The good news is that the causes of this disconnect are clear and there are readily available remedies to repair it. Several policies, practices and philosophies have converged in recent years to create the current disparity between the views of boards and CEOs. Among the most prominent:
Defining success differently. CEOs want independent directors who can help them make better, faster and wiser decisions, but who do not meddle in the day-to-day running of the business. They want a strategic sounding board and advice on extraordinary circumstances such as hostile takeovers, shareholder activism and significant business challenges.
But many directors define success in terms of committee work, fiduciary responsibility and overseeing compliance with legal, regulatory and other oversight requirements. In our study, directors gave themselves 95 percent in many of these areas.
Yet in the strategic and advisory areas that CEOs value, directors gave their boards low marks. For example, only 59 percent of directors responded favorably when asked to rate their boards’ effectiveness in shaping long-term strategy. Only 61 percent said their boards were good at identifying possible threats or opportunities critical to the future of the company.

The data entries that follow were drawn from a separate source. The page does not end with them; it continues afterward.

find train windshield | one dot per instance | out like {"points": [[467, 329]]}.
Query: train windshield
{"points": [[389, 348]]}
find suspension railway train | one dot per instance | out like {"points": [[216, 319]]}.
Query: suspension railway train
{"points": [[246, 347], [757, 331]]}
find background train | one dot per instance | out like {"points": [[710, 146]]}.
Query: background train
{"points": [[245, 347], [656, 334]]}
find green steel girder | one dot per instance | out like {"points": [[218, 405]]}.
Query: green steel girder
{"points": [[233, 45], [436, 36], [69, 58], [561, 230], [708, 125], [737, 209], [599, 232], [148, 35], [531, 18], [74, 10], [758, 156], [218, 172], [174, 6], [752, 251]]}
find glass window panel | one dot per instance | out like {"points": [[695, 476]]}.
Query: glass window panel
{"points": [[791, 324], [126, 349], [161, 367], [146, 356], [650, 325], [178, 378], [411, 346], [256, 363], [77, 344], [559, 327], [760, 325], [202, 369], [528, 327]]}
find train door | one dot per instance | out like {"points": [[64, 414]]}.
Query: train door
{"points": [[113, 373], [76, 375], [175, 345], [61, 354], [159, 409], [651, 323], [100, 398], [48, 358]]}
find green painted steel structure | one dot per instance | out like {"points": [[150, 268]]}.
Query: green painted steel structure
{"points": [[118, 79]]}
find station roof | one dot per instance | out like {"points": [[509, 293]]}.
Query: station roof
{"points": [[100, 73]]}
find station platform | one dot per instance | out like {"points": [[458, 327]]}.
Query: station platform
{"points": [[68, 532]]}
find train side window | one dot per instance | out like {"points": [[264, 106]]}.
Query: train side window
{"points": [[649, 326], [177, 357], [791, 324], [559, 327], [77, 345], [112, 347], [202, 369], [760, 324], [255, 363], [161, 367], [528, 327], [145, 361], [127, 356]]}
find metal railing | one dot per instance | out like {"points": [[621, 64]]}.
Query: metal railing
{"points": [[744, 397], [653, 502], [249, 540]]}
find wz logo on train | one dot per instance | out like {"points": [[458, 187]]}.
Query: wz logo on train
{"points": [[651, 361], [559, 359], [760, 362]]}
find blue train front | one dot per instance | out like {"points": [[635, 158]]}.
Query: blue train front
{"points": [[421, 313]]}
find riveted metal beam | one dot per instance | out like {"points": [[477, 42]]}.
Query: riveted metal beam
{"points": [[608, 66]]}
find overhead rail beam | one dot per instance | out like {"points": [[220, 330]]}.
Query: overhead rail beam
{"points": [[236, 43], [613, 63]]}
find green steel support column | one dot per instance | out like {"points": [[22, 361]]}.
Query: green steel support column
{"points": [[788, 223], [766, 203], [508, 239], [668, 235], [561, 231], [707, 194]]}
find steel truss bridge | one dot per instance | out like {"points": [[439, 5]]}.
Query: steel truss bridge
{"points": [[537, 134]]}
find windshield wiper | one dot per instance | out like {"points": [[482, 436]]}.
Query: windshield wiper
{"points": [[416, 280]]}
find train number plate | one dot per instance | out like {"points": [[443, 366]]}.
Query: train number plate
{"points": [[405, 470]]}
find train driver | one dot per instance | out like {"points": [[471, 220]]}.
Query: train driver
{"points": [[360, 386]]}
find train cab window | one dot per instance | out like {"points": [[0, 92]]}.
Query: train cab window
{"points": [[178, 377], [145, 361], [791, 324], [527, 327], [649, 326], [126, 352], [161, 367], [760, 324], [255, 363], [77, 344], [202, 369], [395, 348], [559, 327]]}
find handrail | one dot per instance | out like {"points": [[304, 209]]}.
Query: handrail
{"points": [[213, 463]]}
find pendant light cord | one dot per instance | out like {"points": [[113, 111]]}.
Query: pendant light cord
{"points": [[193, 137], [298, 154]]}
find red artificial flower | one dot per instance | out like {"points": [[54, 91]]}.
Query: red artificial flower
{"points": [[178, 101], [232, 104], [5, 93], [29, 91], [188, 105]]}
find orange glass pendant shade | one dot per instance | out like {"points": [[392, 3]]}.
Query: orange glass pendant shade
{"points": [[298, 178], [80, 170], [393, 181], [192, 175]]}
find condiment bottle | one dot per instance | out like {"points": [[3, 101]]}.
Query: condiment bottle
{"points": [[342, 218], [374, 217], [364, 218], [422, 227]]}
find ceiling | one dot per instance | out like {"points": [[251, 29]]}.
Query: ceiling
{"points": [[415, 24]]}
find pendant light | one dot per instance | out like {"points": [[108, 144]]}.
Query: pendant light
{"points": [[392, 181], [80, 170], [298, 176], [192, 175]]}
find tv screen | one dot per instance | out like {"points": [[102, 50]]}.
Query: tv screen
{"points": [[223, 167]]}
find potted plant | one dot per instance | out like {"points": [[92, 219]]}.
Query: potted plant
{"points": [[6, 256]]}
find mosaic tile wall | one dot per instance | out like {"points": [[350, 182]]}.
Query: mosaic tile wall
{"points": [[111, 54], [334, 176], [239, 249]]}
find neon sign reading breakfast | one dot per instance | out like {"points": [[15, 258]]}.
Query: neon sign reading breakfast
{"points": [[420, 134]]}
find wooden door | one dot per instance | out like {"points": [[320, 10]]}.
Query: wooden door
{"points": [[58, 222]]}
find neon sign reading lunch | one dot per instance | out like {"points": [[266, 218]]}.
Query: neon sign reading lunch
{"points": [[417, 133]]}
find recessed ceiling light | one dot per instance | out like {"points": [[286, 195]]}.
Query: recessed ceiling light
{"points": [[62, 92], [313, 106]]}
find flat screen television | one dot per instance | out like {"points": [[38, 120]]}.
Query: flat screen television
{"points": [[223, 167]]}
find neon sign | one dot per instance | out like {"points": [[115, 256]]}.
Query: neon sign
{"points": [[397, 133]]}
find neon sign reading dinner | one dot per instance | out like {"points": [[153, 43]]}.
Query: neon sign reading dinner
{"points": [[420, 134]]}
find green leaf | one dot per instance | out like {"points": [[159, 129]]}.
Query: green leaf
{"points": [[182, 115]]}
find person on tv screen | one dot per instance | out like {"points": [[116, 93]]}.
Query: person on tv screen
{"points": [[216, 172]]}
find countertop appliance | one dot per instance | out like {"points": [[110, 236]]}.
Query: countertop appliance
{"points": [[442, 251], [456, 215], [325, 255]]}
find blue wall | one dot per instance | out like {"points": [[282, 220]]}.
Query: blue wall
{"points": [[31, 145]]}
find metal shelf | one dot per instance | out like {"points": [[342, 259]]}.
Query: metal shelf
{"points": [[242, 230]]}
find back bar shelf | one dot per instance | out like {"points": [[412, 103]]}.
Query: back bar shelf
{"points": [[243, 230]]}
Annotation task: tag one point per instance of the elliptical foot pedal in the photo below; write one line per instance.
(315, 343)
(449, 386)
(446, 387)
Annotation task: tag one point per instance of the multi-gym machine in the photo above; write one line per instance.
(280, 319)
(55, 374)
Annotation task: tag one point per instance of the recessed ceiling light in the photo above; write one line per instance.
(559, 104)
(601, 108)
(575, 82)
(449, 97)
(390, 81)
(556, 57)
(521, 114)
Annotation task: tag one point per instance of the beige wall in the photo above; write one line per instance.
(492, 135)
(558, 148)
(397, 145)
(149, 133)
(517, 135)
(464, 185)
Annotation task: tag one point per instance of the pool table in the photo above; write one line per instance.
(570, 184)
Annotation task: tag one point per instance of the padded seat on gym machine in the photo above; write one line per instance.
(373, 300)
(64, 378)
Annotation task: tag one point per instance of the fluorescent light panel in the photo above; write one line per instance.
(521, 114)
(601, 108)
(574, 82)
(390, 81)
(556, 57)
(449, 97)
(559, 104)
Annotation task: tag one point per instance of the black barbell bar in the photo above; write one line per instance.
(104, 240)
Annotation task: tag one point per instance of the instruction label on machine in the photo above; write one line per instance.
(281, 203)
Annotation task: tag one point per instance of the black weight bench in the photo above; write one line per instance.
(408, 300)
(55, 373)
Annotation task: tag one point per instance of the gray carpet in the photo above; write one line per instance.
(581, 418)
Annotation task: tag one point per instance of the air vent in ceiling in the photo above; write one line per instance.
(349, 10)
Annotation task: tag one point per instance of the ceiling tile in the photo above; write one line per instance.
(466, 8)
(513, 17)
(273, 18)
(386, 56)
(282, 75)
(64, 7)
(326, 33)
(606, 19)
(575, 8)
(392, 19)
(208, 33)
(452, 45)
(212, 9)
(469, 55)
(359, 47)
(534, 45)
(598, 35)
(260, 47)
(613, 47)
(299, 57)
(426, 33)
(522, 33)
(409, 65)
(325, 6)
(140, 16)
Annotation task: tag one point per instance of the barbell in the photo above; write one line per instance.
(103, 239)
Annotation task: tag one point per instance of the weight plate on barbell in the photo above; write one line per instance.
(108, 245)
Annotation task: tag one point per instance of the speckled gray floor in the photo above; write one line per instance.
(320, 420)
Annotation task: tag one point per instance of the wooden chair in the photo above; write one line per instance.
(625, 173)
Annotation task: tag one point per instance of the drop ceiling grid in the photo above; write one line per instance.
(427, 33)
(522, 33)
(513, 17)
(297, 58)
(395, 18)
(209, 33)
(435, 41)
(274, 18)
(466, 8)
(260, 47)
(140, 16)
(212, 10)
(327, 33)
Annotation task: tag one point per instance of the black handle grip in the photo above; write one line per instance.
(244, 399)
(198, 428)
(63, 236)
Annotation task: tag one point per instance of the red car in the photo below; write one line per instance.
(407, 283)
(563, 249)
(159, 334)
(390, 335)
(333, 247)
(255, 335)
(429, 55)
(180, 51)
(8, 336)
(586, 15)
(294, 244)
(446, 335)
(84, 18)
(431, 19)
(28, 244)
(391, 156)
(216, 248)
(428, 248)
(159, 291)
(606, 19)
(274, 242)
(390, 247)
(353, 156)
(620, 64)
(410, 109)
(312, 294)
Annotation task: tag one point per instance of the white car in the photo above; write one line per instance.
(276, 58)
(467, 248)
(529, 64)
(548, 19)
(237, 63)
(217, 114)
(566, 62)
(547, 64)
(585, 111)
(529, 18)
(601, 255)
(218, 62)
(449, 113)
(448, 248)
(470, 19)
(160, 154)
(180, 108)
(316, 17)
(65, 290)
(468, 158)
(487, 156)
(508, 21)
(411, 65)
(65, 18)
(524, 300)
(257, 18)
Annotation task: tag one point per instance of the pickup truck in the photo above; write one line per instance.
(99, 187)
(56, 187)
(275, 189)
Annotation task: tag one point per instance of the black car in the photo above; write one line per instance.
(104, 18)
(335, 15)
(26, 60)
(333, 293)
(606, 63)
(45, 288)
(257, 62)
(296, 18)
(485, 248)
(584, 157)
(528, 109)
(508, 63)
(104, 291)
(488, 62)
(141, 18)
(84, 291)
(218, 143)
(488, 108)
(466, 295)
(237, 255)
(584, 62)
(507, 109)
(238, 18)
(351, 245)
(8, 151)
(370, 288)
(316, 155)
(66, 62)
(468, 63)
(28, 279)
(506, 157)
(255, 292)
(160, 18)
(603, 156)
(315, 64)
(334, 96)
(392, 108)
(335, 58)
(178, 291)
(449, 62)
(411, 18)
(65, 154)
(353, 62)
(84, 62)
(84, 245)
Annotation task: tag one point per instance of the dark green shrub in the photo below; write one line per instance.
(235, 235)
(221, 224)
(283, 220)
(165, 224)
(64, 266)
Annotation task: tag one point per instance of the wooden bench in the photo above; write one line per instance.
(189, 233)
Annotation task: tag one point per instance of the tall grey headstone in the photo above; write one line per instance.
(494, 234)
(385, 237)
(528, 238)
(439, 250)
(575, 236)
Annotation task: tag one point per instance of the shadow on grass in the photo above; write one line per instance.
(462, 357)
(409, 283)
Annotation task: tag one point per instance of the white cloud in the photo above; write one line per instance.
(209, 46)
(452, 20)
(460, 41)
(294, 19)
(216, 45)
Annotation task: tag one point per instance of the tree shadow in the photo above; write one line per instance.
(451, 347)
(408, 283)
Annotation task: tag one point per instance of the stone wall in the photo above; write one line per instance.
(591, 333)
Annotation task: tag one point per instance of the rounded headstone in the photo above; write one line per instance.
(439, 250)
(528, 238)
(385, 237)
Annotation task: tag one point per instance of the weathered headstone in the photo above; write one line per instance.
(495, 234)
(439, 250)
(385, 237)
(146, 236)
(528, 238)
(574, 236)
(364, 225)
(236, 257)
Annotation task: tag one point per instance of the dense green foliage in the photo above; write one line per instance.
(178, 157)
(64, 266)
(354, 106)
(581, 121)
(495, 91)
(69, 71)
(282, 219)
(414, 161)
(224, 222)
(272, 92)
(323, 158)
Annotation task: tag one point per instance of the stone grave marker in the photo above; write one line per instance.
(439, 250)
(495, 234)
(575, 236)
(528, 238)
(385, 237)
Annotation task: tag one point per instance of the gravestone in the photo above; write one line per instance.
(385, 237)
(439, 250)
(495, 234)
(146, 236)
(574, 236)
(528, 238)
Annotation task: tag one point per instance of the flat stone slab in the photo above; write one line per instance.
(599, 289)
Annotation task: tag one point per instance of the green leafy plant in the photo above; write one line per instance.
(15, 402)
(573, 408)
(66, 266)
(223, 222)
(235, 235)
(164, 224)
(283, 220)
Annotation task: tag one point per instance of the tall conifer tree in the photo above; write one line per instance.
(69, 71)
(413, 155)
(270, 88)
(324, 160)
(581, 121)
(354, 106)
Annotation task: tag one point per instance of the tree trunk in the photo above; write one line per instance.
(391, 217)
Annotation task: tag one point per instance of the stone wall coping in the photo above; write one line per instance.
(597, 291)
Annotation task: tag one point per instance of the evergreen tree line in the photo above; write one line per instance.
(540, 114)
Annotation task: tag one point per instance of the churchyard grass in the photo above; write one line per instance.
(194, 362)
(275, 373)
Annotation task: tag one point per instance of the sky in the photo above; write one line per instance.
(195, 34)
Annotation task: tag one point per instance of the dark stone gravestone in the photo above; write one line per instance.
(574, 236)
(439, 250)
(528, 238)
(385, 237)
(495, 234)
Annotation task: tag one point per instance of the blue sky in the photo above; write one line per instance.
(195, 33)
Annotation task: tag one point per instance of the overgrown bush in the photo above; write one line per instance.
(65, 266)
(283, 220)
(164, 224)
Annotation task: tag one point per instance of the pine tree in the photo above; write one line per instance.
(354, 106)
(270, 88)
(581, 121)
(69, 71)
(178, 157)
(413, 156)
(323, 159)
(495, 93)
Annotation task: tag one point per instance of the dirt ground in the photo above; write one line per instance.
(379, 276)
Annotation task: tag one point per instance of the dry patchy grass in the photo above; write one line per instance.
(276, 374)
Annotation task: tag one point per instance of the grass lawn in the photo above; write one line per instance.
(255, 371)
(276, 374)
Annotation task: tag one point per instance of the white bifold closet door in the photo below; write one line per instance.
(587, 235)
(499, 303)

Less than two-thirds of directors reported that their boards are effective at one of their most important responsibilities: succession planning.
A gaps in the matrix. In the face of globalization, emerging markets and changing public expectations, nominating and governance committees have in recent years sought diversity of all kinds in new appointments to the board. They have created a matrix in which they checked each of the diversity boxes. But what is often missing in the matrix is a box for sound business judgment and diversity of thought. Certainly, building boards that are diverse across many dimensions is important, but the advisory and strategic dimensions should also be given a prominent place in the mix.
Many new CEOs greatly underestimate the time they will spend “managing” the board, and if the board is providing little genuine partnership, the CEO’s time could be better spent concentrating on the real needs of the business. The inability to balance managing the board with managing the business is often at the root of CEO tenures getting cut short.
The ideal dynamic can be achieved by following these simple steps:
- Make “advisory temperament” one of the job specs for new board members. The nominating committee should try to find whether a candidate is independent of mind and simultaneously inclined to be a mentor, adviser, and sounding board. They need candidates who have the temperament to be of real help to the CEO.
- Collaborate closely with the CEO on setting the board meeting agenda. The board cannot support the CEO if the board meeting does not address the issues that the CEO regards as critical. Where the chair and CEO roles are split, the board should make sure those issues get a prominent place on the agenda and get sufficient “air time” during the meeting. If the chair can responsibly push the “recurring” board responsibilities into committee agendas, more time can be freed for other topics at the board meeting.
- Make the results of executive sessions useful to the CEO. Often the results of an executive session of the board are communicated to the CEO in a brief conversation unaccompanied by any practical steps for achieving the goals. CEOs receive what amounts to a to-do list on top of whatever to-do list emerges from full board meetings.
- Expand board assessment and feedback. Almost all boards – 99 percent in our study – have a formal process for evaluating the CEO’s performance and 98 percent have a process for evaluating the board. But they have few have mechanisms for explicitly evaluating how the board interacts with the CEO and the leadership team.
- Refine the role of the lead director or non-executive chair. The role of lead director (or non-executive chair) is difficult to get right and its breakdown is often the chief cause of board ineffectiveness from the CEO’s point of view. The lead director should show real independence. The goal should be to help the CEO succeed, not merely to act as sheriff or alternate CEO.
The chair’s determination to help the CEO succeed in the area that really counts – superior quarterly results for shareholders – freed the CEO from spending inordinate amounts of time managing the board.